I remembered where I had heard the name before and who had borne it; and saw so much light that I was dazzled. "And my lord's mother--who married Mr. Bridges. She is a Papist?"
"Hush!" he said. "The less said about such things the better, Mr. Price."
But I persisted. "It was she who ran off with my Lord Buckingham in King Charles's time," I cried, "and held his horse while he killed her husband? And who had Mr. Killigrew stabbed in the street; and----"
In a panic he clapped his hand on my mouth. "God, man!" he cried, "do you know where you are, or is your head turned? Do you think that this house is a fit place to give tongue to such things? Lord, you will be but a short time here, and to the pillory when you go, if you throw your tongue that way! I have not blabbed as much in twenty years, and would not for a kingdom! Who are you to talk of such as my lady?"
He was so righteously indignant at the presumption of which I had been guilty in attacking the family that, though it was his own indiscretion that had led me to the point, I made haste to mutter an apology, and doing this with the better grace for the remembrance that Smith was now powerless and his wicked plans abortive, I contrived presently to appease him. But the ferment which the discovery I had made wrought in my spirits moved me to escape as quickly as possible to my room, there to consider at leisure the miserable position in which, but for Smith's timely capture, I must have found myself.
A suspicion of the truth I had entertained before; but this certainty that the man I was to be trepanned into personating was my benefactor, and that in the plot his own mother was engaged, filled me with as much horror, when I considered the necessity of complying under which I might have lain, as thankfulness when I reflected on the escape I had had. Nor did these two considerations, overwhelming as they may well appear, account for all the agitation I was experiencing. Mr. Martin, in speaking of Madame Monterey's origin, had mentioned Hertfordshire; and the name, bringing together two sets of facts hitherto so distant in my mind that I had never undertaken to connect them, had in a flash presented Smith and madame in their true colours. Why I had not before associated the Smith I now knew with that Templar Smith whom I darkly remembered as Jennie's accomplice in my early trouble; why I had not recognised in the woman's coarsely handsome features the charms that thirteen years before had fired my boy's blood and brought me to the foot of the gallows, is not more difficult to explain than why this one mention of Hertfordshire sufficed to raise the curtain; ay, and not only to raise it, but to set the whole drama so plainly before me that I could be no wiser had I followed every scene in madame's life, and, a witness of her shameful débût under Smith's protection, her seduction of my lord and her period of splendour, had attended her in her final declension when, a discarded mistress, she saw no better alternative than a marriage with her former protector.

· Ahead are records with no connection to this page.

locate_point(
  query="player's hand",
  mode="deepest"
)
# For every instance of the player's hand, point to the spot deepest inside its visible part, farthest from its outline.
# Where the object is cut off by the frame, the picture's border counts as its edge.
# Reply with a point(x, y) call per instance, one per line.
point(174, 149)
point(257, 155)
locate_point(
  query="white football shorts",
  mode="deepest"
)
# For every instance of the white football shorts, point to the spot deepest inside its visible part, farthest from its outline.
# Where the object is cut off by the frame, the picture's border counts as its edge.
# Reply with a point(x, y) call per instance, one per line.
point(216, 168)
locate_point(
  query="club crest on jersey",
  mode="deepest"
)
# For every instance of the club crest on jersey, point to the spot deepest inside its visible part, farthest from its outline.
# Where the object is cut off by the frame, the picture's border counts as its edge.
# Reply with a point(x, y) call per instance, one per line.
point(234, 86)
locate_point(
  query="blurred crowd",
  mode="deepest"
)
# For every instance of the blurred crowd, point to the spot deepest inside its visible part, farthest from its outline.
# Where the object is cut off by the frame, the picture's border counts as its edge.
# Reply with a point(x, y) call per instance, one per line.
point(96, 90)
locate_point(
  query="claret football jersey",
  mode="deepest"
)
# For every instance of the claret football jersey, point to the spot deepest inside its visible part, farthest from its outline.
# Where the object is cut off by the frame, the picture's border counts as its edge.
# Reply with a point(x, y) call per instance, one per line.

How greatly this identification of the two conspirators increased, as well as the loathing in which I held their schemes, as my relief upon the reflection that those schemes were now futile, I will not say. Suffice it that the knowledge that, but for Smith's arrest, I must have chosen between playing the basest part in the world and running a risk whereat I shuddered, filled me with thankfulness immeasurable, a thankfulness which I did not fail to pour out on my knees, and which was in no degree lessened by a shuddering consciousness that in that dilemma, had Providence not averted it, I might have--ay, should have--played the baser part!

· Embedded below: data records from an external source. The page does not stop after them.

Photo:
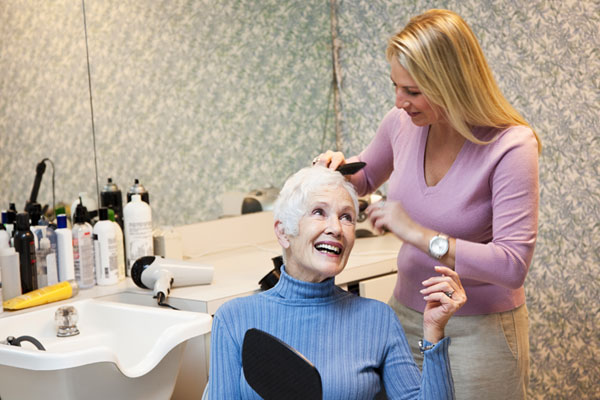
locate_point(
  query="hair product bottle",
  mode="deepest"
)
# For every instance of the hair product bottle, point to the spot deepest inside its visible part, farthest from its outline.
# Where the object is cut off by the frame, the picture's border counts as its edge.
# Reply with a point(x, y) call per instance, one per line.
point(11, 274)
point(138, 230)
point(120, 245)
point(25, 246)
point(48, 232)
point(105, 250)
point(83, 248)
point(64, 242)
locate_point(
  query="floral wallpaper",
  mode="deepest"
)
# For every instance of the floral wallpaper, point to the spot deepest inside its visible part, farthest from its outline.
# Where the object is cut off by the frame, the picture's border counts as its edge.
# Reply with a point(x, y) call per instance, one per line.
point(198, 97)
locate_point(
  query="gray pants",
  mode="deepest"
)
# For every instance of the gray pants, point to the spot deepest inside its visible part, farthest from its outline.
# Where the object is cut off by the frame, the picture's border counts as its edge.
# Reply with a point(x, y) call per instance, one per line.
point(489, 354)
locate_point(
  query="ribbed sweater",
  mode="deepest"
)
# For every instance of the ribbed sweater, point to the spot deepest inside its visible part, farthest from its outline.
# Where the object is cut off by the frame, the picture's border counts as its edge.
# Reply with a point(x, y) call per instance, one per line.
point(488, 201)
point(355, 343)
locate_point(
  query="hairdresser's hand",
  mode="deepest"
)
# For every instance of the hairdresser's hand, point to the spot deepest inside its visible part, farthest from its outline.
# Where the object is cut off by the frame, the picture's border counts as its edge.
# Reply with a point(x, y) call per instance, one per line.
point(330, 159)
point(444, 295)
point(390, 216)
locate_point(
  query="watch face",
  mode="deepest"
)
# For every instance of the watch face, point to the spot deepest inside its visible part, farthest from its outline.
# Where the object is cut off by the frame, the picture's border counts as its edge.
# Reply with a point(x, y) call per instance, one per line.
point(439, 246)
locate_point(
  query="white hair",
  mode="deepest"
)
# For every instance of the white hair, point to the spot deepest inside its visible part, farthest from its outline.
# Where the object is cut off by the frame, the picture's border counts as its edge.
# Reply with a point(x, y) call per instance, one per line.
point(291, 204)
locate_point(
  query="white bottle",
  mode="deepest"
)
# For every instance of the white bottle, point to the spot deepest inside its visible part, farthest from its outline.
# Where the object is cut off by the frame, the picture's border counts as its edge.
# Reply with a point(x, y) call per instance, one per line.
point(83, 249)
point(137, 216)
point(64, 243)
point(120, 250)
point(105, 249)
point(11, 273)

No wonder that a hundred harrowing recollections crowded on my mind, or that under the pressure of these the tumult of my spirits became so powerful that I presently seized my hat, and hastily escaping from the house, sought in rapid movement some relief from the unpleasant retrospect. Crossing the Green Park, I chose a field path that led by the Pimlico marshes to Fulham; and gradually the songs of the larks and the spring sunshine--for the day was calm and serene--leading my mind into a more cheerful groove, I began to dwell rather on the fact of my escape than on the crime from which I had escaped, and contemplating the secure career that now lay in view before me, I was not long in seeing that thankfulness should be my strongest feeling. Turning my back on Smith and his like, I began to build my house again; saw a smiling wife and babes, and days spent between my home and my lord's papers; and then a green old age and slippered feet tottering through the quiet shades of a library. Before I turned I had roofed the house with an honourable headstone, and felt the tears rise in generous sympathy with the village assembled to do the old man honour.

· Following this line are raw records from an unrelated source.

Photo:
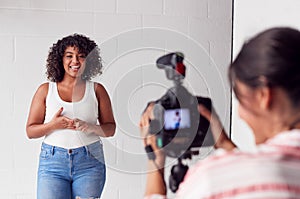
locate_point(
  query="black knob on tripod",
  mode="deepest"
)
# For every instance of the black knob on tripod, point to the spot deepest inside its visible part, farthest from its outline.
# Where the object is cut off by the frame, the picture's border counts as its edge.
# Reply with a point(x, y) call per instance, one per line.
point(178, 172)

In a word, tasting the full relief of emancipation, I became so gay and lightsome that even the smoke and din of London, when I re-entered it, failed to subdue the unusual humour. I could have sung, I could have laughed aloud. Let the dead past bury its dead! For Ferguson, Smith, the Monterey--a fig! Who had come off best after all? And of their fine plottings and contrivings what had been the upshot? They had failed and I had triumphed; they were prisoners, I was free and safe.